This should explain the 64-bit checksum right from DEC themselves

Explains their fingerprint method [wing.rug.nl]

msgraph

6:56 pm on Feb 1, 2001 (gmt 0)

Sorry NFFC but I have to say thanks again.

Just finished looking through all of it and the references. That was one of the best documents I've read in a long time explaining certain spidering methods. Now I understand why they have grabbed almost every page on all my domains with various Mercator spiders.

I wonder if when they finish tweaking out Mercator they will use all the data collected to power other search engines. Similar to what Inktomi does? Or will they keep it for themselves? Probably the latter.

tedster

8:00 pm on Feb 1, 2001 (gmt 0)

Very interesting, especially the fingerprinting checksum scheme to avoid duplicates.

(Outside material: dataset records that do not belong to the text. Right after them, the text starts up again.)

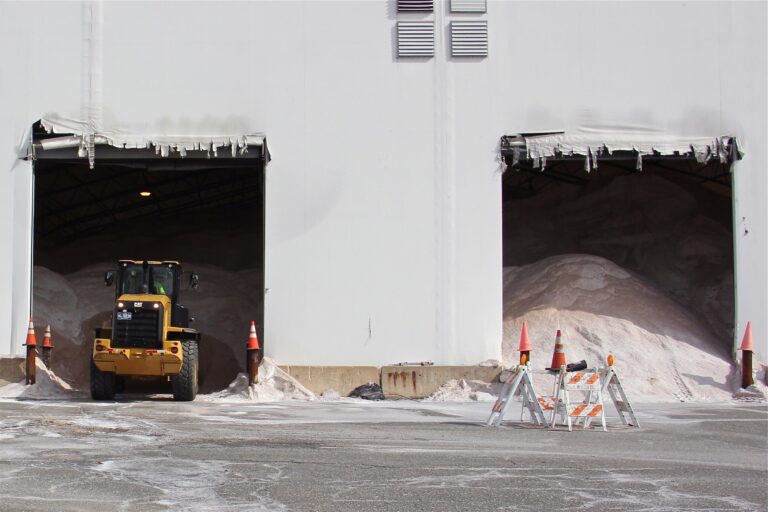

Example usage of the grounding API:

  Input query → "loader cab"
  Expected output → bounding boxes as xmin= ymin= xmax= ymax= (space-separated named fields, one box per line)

xmin=104 ymin=260 xmax=199 ymax=327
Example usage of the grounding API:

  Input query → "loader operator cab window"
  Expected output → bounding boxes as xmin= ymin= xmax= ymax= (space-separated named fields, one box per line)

xmin=149 ymin=267 xmax=173 ymax=297
xmin=120 ymin=265 xmax=144 ymax=295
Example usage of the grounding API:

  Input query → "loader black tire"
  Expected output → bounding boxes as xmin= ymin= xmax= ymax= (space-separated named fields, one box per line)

xmin=91 ymin=360 xmax=115 ymax=400
xmin=171 ymin=340 xmax=199 ymax=402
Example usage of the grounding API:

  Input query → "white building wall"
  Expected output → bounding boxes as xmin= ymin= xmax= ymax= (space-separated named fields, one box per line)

xmin=0 ymin=0 xmax=768 ymax=364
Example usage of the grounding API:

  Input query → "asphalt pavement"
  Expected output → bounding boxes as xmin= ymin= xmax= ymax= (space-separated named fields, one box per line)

xmin=0 ymin=398 xmax=768 ymax=512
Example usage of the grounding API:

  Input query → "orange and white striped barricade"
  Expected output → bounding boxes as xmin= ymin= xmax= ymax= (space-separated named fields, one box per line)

xmin=487 ymin=364 xmax=547 ymax=427
xmin=550 ymin=368 xmax=607 ymax=432
xmin=600 ymin=366 xmax=640 ymax=428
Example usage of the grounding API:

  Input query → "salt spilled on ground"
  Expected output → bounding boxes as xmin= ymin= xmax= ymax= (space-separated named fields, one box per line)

xmin=198 ymin=357 xmax=317 ymax=402
xmin=424 ymin=379 xmax=501 ymax=402
xmin=0 ymin=359 xmax=81 ymax=400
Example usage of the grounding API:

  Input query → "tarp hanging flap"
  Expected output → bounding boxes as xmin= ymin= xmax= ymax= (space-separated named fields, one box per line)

xmin=502 ymin=127 xmax=742 ymax=164
xmin=40 ymin=115 xmax=265 ymax=162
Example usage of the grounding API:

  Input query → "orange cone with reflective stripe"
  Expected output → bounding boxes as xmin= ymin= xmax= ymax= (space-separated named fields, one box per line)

xmin=248 ymin=321 xmax=259 ymax=350
xmin=518 ymin=320 xmax=531 ymax=364
xmin=549 ymin=329 xmax=568 ymax=370
xmin=739 ymin=322 xmax=755 ymax=352
xmin=739 ymin=322 xmax=755 ymax=388
xmin=43 ymin=325 xmax=53 ymax=348
xmin=26 ymin=318 xmax=37 ymax=347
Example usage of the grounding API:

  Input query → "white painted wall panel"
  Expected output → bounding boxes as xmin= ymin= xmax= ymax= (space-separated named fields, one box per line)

xmin=0 ymin=0 xmax=768 ymax=364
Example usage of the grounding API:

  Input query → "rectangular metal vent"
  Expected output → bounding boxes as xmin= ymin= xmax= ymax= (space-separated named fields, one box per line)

xmin=397 ymin=0 xmax=435 ymax=12
xmin=451 ymin=0 xmax=487 ymax=12
xmin=397 ymin=21 xmax=435 ymax=57
xmin=451 ymin=21 xmax=488 ymax=57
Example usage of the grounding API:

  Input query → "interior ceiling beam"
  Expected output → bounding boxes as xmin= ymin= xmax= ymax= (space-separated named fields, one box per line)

xmin=39 ymin=168 xmax=257 ymax=218
xmin=61 ymin=185 xmax=261 ymax=242
xmin=41 ymin=170 xmax=260 ymax=236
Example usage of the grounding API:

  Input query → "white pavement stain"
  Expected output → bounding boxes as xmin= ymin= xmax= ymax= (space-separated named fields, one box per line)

xmin=90 ymin=457 xmax=286 ymax=512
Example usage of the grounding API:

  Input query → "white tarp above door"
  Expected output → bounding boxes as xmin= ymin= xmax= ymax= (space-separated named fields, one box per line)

I noted that, even with this fingerprint technique, Mercator still downloaded 8.5% duplicates. I'm not clear where the loophole is. Did anyone catch that?

NFFC

8:27 am on Feb 2, 2001 (gmt 0)

>still downloaded 8.5% duplicates

They say they struggle in two particular areas:
Alternative paths on the same host;
Replication across different hosts;

They still download these types of duplicates but after running the content-seen test do not process all but the first copy. This means that the URL's from these documents are not followed as they are assumed to lead to duplicate content.
On a practical level this could have serious implications for many "valid" sites. Imagine a large geographically spread company, with hosted sites in many different countries/domains, using the same initial "corporate" index page which leads to localised content within the differing sites. I have seen this with a recent client with over 150 regional branches/domains, their "local" domains were effectively banned from many SE's.